Solo due ore mi hanno lasciata dormire in pace.
‘Scar, giochi con meee?’,’Scar, metti in ordine la tua camera!’,’Scar, com’è andata a scuola?’
Caccio un urletto stizzito, mi dirigo verso la porta della mia camera e la sbatto violentemente. La guardo per circa tre secondi, cercando la calma che ho perso a causa dell’arrivo di mia madre e di mio fratello.
-Scar, vieni a vedere cosa ti ho comprato!-urla mia madre dal piano di sotto.
Queste sono le paroline magiche, e mia madre lo sa. Oh, e come se lo sa.
Scatto.
Apro la porta e faccio un balzo, planando delicatamente alla fine delle scale. Corro in cucina e guardo mamma con uno sguardo tra il sognante e il riconoscente.
So benissimo qual è lo scopo di quei piccoli regali. E mamma sa che io lo so. Solo mio padre non sa che mia madre sa che io so. E lui non sa. Neanche dei regali.
-Cos’è stavolta?-chiedo.
Mi guarda con il suo sguardo furbetto.-Apri il forno.
Il forno?
Faccio come mi ha detto, perplessa. Tiro leggermente l’anta del forno, solo per sbirciare un pochino. Ma alla vista del regalo, la spalanco in malo modo.
-Oh mio dio, mamma! Come…dove li hai trovati?
Due biglietti per il concerto dei One Way. Sold out in dodici minuti, introvabili da mesi ormai…
Stavolta deve essere davvero imminente.
Mi siedo, sospirando.-Quando?
-Appena arriva tua padre.-mi dice dispiaciuta.
-Cosa mi faranno?-sono preoccupata. E si sente dalla mia voce.

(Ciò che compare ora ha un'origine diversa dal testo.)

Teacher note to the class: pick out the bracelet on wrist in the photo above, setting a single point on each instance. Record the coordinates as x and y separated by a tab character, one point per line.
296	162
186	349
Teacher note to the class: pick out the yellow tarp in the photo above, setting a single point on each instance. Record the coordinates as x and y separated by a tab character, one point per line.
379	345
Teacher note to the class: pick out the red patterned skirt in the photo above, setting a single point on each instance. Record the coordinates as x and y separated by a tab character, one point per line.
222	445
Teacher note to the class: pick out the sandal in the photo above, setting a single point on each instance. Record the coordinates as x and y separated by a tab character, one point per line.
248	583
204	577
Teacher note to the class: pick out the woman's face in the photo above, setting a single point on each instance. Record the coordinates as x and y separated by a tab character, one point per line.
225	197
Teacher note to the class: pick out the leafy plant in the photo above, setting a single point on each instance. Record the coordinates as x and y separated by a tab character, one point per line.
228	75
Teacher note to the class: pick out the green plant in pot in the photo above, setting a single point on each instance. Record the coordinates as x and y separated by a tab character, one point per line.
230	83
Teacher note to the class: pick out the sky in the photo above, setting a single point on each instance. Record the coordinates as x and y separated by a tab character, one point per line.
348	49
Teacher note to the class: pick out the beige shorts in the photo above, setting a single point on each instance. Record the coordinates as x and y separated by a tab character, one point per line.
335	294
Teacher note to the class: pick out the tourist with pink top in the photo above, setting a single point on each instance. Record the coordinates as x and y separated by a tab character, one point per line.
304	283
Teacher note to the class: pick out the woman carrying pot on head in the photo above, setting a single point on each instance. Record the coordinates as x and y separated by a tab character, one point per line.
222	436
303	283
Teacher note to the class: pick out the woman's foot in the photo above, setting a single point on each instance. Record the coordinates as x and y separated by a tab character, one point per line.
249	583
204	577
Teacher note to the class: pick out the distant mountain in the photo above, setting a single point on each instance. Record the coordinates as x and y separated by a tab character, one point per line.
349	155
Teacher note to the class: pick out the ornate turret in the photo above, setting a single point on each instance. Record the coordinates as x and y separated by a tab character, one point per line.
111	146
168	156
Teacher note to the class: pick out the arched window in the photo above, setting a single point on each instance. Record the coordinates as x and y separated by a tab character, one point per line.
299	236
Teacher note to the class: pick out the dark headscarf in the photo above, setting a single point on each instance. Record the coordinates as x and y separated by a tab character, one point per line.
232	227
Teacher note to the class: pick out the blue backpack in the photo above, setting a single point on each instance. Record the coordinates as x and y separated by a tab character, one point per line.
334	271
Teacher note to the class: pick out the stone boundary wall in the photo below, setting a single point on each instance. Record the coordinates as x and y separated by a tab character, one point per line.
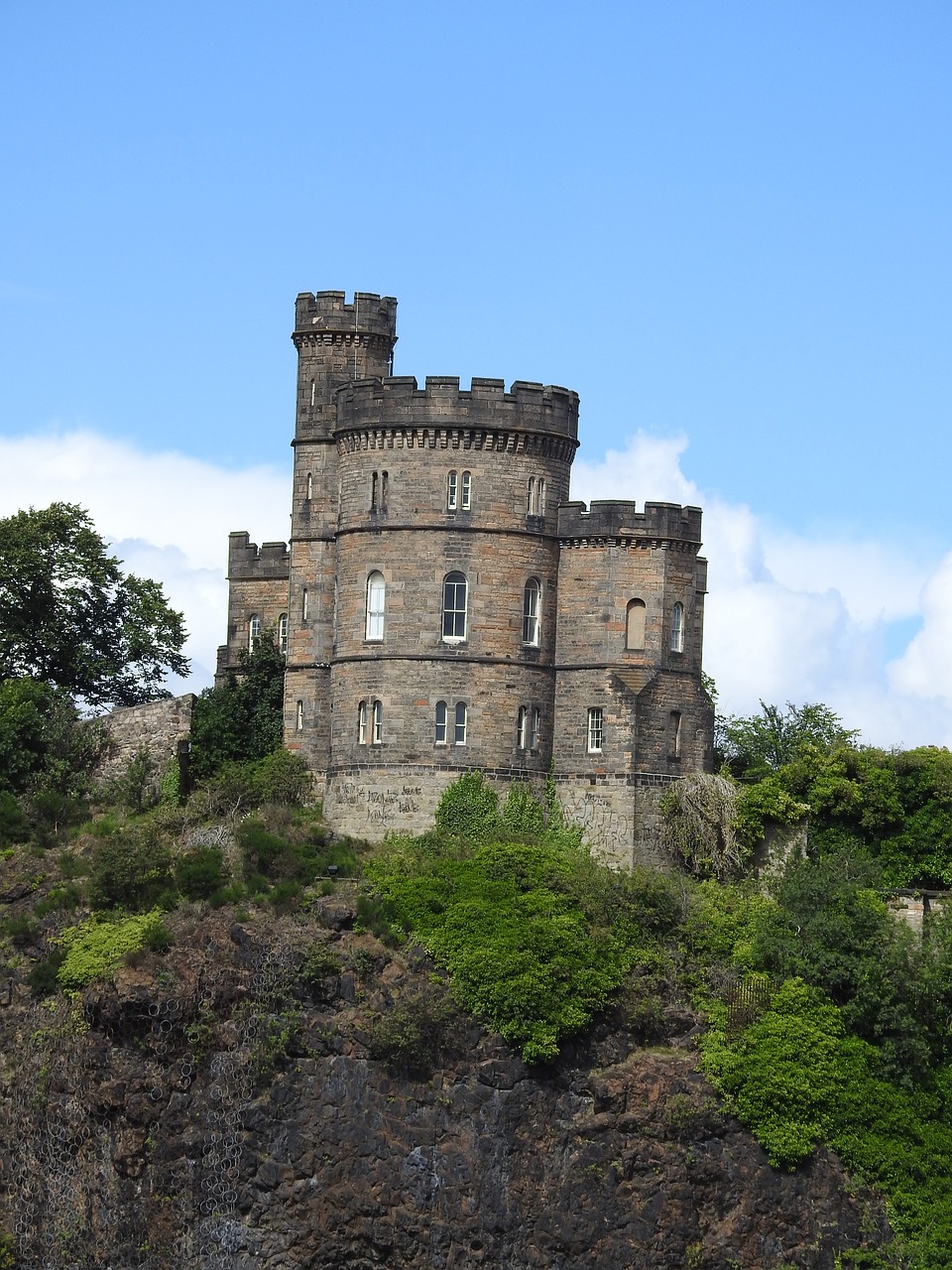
157	726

-Oh, amore.-mi viene vicino e mi da un bacio sulla fronte.-Faranno solo qualche semplice test, come le altre volte. Non devi aver paura.
-Sono a casa!-urla mio padre, aprendo la porta.
Mia madre mi guarda per altri cinque secondi in silenzio.-Siamo in cucina!-esclama, prima dirigersi verso i fornelli.
Nascondo i biglietti in tasca, mio padre non deve vederli. Aspetto che entra in cucina, gli do un bacio e mi dileguo su per le scale, in camera mia. Metto i biglietti nel mio baule e m’inizio a preparare.
Aprendo l’armadio, una domanda si fa spazio arrogantemente tra i miei pensieri…che cazzo mi metto?
Bussano alla porta.
-Avanti.- dico sovrappensiero.
La porta si apre impercettibilmente.-Vai di nuovo dal dottore?-chiede una vocina incrinata.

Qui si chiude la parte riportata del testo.